He established the Imani Temple as an independent denomination in 1989, making a public break in 1990 with the Roman Catholic Church on The Phil Donahue Show.
In 1985, Stallings secretly bought a private home in Anacostia in violation of the archdiocese rule requiring priests to live in the parish rectory.
The Washington Post reported that Stallings had allegedly misused parish funds to renovate his Anacostia house.
[3] In 1989, The Washington Post reported that a former altar boy at St.
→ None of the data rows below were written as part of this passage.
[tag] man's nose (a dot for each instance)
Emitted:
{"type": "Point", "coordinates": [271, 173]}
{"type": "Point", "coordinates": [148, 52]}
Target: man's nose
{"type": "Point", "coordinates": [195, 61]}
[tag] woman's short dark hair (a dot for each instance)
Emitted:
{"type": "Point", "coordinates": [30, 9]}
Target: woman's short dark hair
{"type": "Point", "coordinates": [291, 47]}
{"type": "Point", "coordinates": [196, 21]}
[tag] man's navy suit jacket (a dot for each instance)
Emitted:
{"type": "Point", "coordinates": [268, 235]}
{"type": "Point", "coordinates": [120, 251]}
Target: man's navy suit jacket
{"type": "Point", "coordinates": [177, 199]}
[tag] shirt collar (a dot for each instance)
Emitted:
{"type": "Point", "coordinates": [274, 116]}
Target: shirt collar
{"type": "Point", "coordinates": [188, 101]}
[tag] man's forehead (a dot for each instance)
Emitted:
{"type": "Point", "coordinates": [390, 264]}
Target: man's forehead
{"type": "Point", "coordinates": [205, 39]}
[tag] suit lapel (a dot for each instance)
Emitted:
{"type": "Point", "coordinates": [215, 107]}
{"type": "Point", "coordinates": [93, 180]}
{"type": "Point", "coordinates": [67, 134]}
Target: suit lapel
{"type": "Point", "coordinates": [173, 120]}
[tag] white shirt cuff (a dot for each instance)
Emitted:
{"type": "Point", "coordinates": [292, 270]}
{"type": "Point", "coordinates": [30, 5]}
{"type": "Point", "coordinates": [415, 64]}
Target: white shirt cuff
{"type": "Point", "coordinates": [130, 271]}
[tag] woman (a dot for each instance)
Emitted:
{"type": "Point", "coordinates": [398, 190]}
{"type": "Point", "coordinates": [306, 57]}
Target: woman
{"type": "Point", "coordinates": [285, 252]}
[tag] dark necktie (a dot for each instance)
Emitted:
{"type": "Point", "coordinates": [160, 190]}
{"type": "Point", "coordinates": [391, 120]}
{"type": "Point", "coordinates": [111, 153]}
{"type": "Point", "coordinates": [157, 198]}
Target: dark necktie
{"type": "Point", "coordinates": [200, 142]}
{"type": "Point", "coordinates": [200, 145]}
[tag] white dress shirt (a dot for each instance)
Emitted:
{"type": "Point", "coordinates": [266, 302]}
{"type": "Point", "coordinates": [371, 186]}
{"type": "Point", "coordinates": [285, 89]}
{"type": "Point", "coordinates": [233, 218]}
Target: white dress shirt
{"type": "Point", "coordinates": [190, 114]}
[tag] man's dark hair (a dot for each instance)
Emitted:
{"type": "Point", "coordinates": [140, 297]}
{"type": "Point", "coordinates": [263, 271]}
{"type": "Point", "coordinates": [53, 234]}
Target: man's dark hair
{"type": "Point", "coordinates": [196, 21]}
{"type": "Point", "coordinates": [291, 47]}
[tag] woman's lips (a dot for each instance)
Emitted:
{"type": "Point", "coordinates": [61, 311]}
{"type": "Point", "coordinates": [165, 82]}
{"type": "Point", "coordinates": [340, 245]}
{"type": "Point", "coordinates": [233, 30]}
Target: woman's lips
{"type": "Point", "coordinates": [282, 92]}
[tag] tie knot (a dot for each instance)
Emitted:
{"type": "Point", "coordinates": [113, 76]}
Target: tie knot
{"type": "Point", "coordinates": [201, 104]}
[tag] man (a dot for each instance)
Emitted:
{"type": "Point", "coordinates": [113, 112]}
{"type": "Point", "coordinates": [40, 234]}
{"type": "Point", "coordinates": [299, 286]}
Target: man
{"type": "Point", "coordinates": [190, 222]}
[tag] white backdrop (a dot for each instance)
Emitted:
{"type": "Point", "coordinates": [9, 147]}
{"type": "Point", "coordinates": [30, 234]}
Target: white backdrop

Teresa of Avila Church accused Stallings of sexual misconduct over a period of several months in 1977.
[7] In January 1990, Stallings announced on The Phil Donahue Show that he was breaking with papal authority and giving up Roman Catholic teaching on abortion, contraception, homosexuality, and divorce.
Thirteen days prior, Archbishop James Hickey of Washington had ordered him to seek psychiatric treatment, following incidents of insubordination, allegations of sexual abuse of children and homosexual relationships.
[7] In 2001, Stallings married Sayomi Kamimoto, a 24-year-old native of Okinawa, Japan, in a ceremony in New York City presided over by Sun Myung Moon, the founder of the Unification Church.
Emmanuel Milingo, a former Roman Catholic archbishop who was excommunicated, married a woman from South Korea at the same mass ceremony.
[12] Members of the Imani Temple were so upset by Stallings' sudden announcement of his upcoming wedding that some left after services in protest of his "close affiliation with and adoption of doctrine of the Unification Church".
[15][16] Following the January 2024 death of Pentecostal bishop and Christian universalist Carlton Pearson, Stallings denied the existence of an eternal and physical Hell.